NETWORK, the national Catholic social justice lobby, helps you tell your Senators to expand and make permanent both the Earned Income Tax Credit and the Child Tax Credit. Why? Because, unlike the multitudinous tax credits corporations get for doing nothing or doing things they're already doing, the EITC and the CTC actually help working families, and in helping working families they help the economy as well. It may be no coincidence that Pope Francis is coming to town in mid-September, right about when Congress will be deciding matters concerning tax relief; I doubt that Congress has heard and digested the Pope's repeated criticisms of world poverty, but it'll be nice to have him around, spreading the word -- especially if right-wing haters start spouting off about how 47% of American don't pay any taxes due to the EITC and CTC. All of those Americans pay payroll taxes, sales taxes, state income taxes, and the like, but why tell the whole truth when you can punch some poor people? (NETWORK also advises you to call 1.888.410.0619 and actually speak to your Senator's office about the matter; certainly they'll take more notice if they get a phone call.)
Meanwhile, H.R. 3164/S. 1832, the Pay Workers a Living Wage Act, would gradually raise the federal minimum wage to $15/hour over the next four years, and would provide for further annual increases based on increases in the median wage of all Americans (which, as I said before, would be really good some years and really bad in others; I would still prefer indexing the increases to inflation).
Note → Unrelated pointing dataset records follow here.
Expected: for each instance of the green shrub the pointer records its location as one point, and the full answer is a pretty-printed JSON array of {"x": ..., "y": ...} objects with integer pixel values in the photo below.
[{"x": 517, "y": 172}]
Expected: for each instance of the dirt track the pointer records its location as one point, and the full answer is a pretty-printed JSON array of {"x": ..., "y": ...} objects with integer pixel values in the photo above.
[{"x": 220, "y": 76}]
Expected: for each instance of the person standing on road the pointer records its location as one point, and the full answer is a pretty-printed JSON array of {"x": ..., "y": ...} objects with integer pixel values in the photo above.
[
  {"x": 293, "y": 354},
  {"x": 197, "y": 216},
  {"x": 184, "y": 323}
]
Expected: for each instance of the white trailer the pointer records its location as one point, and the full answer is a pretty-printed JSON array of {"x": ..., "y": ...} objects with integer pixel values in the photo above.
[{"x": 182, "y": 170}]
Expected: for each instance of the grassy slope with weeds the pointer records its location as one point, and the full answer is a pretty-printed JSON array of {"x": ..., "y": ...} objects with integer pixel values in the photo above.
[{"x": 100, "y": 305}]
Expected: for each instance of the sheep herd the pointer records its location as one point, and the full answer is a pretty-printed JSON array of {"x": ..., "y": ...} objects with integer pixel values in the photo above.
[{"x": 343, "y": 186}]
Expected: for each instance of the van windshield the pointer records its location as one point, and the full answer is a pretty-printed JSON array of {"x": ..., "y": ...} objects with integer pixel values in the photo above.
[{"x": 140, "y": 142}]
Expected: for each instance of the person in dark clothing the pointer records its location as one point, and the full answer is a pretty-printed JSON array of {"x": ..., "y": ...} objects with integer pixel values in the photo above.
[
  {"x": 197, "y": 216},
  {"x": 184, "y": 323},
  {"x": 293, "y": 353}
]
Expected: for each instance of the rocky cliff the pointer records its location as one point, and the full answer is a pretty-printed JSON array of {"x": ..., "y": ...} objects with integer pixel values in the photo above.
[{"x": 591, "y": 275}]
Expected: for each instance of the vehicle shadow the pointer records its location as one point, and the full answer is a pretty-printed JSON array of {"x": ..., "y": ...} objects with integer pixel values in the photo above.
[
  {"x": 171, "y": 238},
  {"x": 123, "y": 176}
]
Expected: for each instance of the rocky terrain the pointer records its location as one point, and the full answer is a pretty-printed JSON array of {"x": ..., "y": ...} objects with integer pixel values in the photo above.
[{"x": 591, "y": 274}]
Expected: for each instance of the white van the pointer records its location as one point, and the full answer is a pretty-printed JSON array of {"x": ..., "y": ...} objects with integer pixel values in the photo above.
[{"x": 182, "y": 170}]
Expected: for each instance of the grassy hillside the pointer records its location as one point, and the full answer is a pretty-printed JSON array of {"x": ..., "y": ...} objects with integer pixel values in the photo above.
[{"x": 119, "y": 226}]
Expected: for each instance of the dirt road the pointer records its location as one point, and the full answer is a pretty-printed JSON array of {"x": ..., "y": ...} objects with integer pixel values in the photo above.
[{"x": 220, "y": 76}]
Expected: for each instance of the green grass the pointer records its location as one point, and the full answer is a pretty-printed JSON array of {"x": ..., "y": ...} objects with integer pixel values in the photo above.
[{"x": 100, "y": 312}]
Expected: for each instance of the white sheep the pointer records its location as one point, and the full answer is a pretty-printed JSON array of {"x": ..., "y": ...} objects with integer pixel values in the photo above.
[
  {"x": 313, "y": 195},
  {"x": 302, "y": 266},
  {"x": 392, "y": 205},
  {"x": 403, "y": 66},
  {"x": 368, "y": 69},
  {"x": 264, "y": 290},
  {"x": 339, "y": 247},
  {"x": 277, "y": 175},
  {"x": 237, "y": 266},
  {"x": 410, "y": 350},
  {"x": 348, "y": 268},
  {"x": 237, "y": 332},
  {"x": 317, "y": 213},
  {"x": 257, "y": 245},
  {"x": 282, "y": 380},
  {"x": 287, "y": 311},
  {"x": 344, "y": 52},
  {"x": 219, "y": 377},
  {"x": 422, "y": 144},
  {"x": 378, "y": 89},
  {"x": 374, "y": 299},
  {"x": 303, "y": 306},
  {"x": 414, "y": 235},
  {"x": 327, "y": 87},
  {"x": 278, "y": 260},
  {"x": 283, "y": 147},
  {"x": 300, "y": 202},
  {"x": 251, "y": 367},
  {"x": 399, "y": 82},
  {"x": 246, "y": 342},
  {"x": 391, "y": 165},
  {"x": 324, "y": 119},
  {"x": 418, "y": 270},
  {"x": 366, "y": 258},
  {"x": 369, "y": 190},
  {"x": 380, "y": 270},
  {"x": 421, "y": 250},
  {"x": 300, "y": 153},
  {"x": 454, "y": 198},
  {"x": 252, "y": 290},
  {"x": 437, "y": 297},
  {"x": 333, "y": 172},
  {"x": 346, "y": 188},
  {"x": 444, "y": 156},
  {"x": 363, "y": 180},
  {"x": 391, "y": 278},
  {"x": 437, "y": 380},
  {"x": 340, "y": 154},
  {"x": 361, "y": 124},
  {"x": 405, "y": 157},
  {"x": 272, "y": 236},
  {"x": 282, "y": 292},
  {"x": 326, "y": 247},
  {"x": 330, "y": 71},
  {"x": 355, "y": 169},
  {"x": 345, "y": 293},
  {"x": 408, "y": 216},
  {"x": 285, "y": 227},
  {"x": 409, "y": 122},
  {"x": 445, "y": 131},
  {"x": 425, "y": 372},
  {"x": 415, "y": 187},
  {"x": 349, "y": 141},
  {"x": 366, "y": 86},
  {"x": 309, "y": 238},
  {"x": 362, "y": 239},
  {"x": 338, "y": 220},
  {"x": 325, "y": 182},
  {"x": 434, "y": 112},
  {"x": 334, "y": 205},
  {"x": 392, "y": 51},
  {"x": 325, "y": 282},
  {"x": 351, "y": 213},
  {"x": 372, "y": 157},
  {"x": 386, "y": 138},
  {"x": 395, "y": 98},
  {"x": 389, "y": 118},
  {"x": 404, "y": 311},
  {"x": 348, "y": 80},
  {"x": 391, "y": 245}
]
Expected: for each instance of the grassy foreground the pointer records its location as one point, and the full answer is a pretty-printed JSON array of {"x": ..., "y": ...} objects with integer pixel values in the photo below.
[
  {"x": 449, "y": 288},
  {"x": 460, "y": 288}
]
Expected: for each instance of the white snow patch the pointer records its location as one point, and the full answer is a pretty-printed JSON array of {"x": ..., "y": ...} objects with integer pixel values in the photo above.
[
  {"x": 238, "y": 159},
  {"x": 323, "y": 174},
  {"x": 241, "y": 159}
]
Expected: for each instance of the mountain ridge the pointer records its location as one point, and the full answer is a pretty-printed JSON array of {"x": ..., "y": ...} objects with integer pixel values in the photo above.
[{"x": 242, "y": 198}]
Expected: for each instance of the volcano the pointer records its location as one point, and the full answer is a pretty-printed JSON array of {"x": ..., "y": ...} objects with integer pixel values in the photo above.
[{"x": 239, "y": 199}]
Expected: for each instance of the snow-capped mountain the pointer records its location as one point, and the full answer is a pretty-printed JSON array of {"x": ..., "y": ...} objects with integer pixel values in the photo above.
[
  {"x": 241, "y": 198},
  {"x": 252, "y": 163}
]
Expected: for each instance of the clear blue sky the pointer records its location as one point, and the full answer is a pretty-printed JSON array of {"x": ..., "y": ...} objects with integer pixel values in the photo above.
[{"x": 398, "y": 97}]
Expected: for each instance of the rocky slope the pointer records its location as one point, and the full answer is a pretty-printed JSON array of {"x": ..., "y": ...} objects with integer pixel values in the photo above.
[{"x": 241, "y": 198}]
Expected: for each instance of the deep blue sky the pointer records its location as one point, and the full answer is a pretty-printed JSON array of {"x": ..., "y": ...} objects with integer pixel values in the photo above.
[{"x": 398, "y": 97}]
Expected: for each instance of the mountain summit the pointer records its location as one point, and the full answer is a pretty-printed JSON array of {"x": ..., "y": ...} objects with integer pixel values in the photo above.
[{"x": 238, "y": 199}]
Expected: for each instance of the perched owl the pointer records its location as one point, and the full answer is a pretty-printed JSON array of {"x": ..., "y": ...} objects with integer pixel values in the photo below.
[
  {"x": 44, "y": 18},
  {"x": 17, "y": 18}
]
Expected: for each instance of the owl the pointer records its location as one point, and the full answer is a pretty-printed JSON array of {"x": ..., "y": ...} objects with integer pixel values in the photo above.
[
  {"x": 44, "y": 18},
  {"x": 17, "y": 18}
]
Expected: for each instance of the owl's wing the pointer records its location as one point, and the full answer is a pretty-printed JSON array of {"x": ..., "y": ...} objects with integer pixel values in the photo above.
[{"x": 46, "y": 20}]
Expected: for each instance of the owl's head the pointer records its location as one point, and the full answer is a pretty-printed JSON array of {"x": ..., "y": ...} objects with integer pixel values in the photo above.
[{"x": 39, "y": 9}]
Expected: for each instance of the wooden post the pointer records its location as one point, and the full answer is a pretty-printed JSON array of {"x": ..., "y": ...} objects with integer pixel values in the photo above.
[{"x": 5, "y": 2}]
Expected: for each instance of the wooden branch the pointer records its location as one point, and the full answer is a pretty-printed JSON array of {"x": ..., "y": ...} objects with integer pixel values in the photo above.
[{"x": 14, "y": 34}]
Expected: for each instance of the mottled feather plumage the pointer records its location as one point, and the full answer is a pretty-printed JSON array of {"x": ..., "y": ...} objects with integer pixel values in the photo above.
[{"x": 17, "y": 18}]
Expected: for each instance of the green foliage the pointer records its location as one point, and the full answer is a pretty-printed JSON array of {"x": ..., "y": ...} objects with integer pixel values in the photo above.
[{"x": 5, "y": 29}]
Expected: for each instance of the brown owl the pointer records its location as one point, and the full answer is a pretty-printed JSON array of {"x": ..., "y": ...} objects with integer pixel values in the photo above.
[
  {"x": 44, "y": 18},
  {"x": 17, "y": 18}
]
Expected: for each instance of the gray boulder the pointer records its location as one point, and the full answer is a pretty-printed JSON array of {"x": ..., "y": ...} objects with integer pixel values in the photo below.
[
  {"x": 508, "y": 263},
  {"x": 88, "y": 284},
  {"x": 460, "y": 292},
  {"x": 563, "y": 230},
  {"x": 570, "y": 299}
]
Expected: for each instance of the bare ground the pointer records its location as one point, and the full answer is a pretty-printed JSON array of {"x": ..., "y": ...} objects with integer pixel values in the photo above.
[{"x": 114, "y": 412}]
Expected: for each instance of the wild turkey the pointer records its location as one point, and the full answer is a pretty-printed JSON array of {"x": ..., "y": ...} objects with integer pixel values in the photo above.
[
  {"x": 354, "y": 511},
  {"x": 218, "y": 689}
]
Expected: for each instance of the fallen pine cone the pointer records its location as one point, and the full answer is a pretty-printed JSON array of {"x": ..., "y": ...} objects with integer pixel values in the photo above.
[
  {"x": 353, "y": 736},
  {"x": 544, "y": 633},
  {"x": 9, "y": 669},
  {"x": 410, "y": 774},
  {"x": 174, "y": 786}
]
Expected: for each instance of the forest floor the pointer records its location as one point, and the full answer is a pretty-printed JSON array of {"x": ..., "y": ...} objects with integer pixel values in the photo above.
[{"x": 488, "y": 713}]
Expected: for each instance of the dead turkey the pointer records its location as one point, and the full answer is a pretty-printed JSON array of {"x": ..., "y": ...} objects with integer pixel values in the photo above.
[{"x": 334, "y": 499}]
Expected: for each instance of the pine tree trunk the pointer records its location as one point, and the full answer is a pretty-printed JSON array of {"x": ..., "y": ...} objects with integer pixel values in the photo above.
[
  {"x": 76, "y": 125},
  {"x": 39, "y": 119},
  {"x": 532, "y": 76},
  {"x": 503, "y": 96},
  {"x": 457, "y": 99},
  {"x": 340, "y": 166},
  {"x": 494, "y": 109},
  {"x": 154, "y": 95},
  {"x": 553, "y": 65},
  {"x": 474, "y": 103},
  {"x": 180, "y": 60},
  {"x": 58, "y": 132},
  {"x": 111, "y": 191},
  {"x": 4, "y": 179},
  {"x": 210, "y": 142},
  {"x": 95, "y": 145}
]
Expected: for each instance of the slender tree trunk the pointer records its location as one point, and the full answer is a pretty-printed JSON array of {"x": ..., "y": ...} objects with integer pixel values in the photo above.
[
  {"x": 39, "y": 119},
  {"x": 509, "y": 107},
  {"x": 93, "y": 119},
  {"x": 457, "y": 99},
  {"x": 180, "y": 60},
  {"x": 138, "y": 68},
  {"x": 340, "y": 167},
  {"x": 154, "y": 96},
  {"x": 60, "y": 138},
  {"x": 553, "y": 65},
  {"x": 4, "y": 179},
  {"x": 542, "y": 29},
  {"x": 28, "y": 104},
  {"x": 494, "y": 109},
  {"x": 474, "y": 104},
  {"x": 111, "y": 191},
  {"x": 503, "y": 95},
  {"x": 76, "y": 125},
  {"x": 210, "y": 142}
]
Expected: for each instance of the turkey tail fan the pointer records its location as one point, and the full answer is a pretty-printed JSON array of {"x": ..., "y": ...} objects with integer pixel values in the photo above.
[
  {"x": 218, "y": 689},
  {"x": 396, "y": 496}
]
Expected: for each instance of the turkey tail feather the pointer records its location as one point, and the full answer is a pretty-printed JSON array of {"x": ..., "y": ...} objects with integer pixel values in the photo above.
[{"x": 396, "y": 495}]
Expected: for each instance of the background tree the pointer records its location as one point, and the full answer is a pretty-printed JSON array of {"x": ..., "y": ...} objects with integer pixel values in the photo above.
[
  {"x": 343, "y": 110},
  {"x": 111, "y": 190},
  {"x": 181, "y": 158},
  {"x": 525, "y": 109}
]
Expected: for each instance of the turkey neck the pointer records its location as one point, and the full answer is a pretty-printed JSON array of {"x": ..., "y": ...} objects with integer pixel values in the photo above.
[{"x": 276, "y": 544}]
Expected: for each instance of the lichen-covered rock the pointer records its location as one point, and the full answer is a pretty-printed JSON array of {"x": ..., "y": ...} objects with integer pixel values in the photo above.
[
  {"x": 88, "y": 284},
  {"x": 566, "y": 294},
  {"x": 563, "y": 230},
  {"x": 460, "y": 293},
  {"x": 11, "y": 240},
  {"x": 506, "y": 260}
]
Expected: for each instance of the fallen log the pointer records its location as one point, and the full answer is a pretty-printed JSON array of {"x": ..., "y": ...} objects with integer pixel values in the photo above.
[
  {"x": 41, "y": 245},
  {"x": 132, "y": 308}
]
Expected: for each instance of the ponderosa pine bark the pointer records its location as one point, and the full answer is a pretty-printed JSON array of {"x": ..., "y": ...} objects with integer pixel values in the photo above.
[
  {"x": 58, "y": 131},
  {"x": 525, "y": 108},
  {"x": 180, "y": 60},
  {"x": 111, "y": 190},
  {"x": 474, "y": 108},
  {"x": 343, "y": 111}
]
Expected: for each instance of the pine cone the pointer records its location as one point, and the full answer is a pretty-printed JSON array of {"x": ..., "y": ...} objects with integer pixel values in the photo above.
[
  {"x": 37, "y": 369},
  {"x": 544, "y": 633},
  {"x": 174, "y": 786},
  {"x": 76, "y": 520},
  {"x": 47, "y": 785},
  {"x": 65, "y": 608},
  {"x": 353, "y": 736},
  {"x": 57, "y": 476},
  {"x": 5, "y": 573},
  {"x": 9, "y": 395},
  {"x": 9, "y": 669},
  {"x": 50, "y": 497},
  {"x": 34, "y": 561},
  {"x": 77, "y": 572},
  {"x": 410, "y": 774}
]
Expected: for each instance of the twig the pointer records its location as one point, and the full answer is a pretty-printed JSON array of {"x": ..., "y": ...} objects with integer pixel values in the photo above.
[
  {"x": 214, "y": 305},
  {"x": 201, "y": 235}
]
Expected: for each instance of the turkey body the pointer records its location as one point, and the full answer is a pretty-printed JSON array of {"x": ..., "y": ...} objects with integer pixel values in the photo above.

The bill would also hike tipped employees' wages, though rather more gradually than everyone else's; perhaps the bill's authors (Rep. Ellison in the House and Sen. Sanders in the Senate) included that part as a concession to restauranteurs, though of course I wouldn't make such concessions until, you know, negotiations have actually begun. Still, the Pay Workers a Living Wage Act is considerably better than the Democrats' other offering on the minimum wage, the Raise the Wage Act (H.R. 2150/S. 1150), which would gradually raise the minimum wage to $12/hour over the same period. I guess it's good that they're shooting higher. CREDO helps you tell your Congressfolk to support the Pay Workers a Living Wage Act.
Finally, if you've missed previous opportunities to tell your Congressfolk to support H.R. 3065/S. 1779, the Financial Services Conflict of Interest Act, then CREDO still helps you do that. The bill would slow the "revolving door" between the financial sector and our government, by preventing corporations from handing out bonuses or other compensation packages to employees who go off to work for our government, since that seems the very definition of the "conflict of interest." If you know that Citigroup paid Jack Lew a $1 million bonus for getting a government regulatory gig in 2009, you know this is a problem -- after all, banksters don't hand out bonuses like that because they expect you'll be extra hard on them when matters concerning them come before you. Naturally, the destroy-all-regulations-at-all-costs crowd will smile and tell us that banksters are the only people who understand the system, therefore they're the people you should put in charge of regulating it. You recognize that, right? It's a hostage situation -- put the fox in charge of the henhouse, or the hens get it!